What if you were going to write a book or a magazine article about your business? What kind of information would you include? What would people want to know about your business, and what would you want people to know?
Undoubtedly, you’d share information about the products and/or services that your business offers. You’d give your office hours and contact information so that people could do business with you after reading the article. If your business had a physical location, you’d talk about that too – how to find it, what it’s like, where to park, etc.
And then you’d probably include some information about yourself – who you are, why you started the business, what you want to accomplish. You might talk about and introduce any employees you have working for you.
Think about all those things you’d want to make sure to include in a book or magazine article profiling your business. Write it all down, then use that to start your web site.
Start with content
What? Start with that? A boring text document that goes on and on about your business? Yes! That’s how you’ll figure out what kind of content your web site should contain.
Any web site worth its salt is going to start with content. Not with a pretty design, not with a pre-selected content management system, not with a stunning logo. But with content. With a capital C.
What if it really was a book?
Think about it this way – what if you really were writing a book about your business? Would you start by designing the cover and layout of the book, then write to fill in the layout you’d created?
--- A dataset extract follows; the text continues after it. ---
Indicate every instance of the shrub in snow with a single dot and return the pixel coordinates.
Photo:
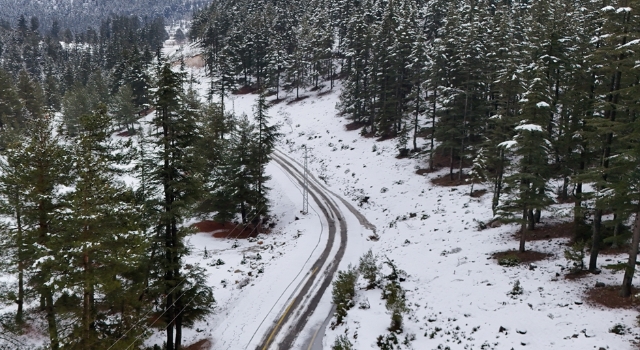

Do you suppose a magazine starts by creating a layout each month and then fills in the holes in the layout with content?
No!
Books, magazine articles, newspapers – they all start with CONTENT. The design, the layout, the look and feel, are then based on the content, not the other way around.
Content really is king
If you’ve spent any amount of time reading articles on the web, then you’ve probably come across the saying that ‘content is king’. And you might have surmised that this meant you really needed killer content – that it needed to have keywords for search engines to find, that it needed to be easy to read, that it needed to be interesting and relevant.
And all of that is true, certainly.
But it goes even further than that. Content should be the driving force behind your web site. You should create and edit all of the content first, then build up the design and layout around the content. Once you’ve decided what type of content your site will have and how often that content will have to be updated and by whom, that’s the time to figure out which CMS solution is going to fit best. Content should be driving the entire process the entire time.
Write it out first
So, start your web design project by writing that book (if your business is big enough for a book) or that magazine article. Figure out what you want to say, everything you want to include. Then start working on the look and feel, the design, the layout and selecting a solution for managing the content.
You can hire help for this, but don’t expect that help to necessarily be your web designer. Web designers have many talents, but copy writing or copy editing is not necessarily one of them. If you can’t even think where to start or detest writing, then hire a copy writer to interview you and write all the copy. If you think you can get most of the copy together and know what you want to say, but aren’t confident that your writing skills are up to par, then hire a copy editor to go through and polish and organize it all after you’ve written it all down.
The content should be turned over to your web designer before your web designer ever starts working on the design. And your web site will be custom-designed to perfectly accommodate your content and will capture and reinforce the tone of the copy. And the quality of the site will be top-notch.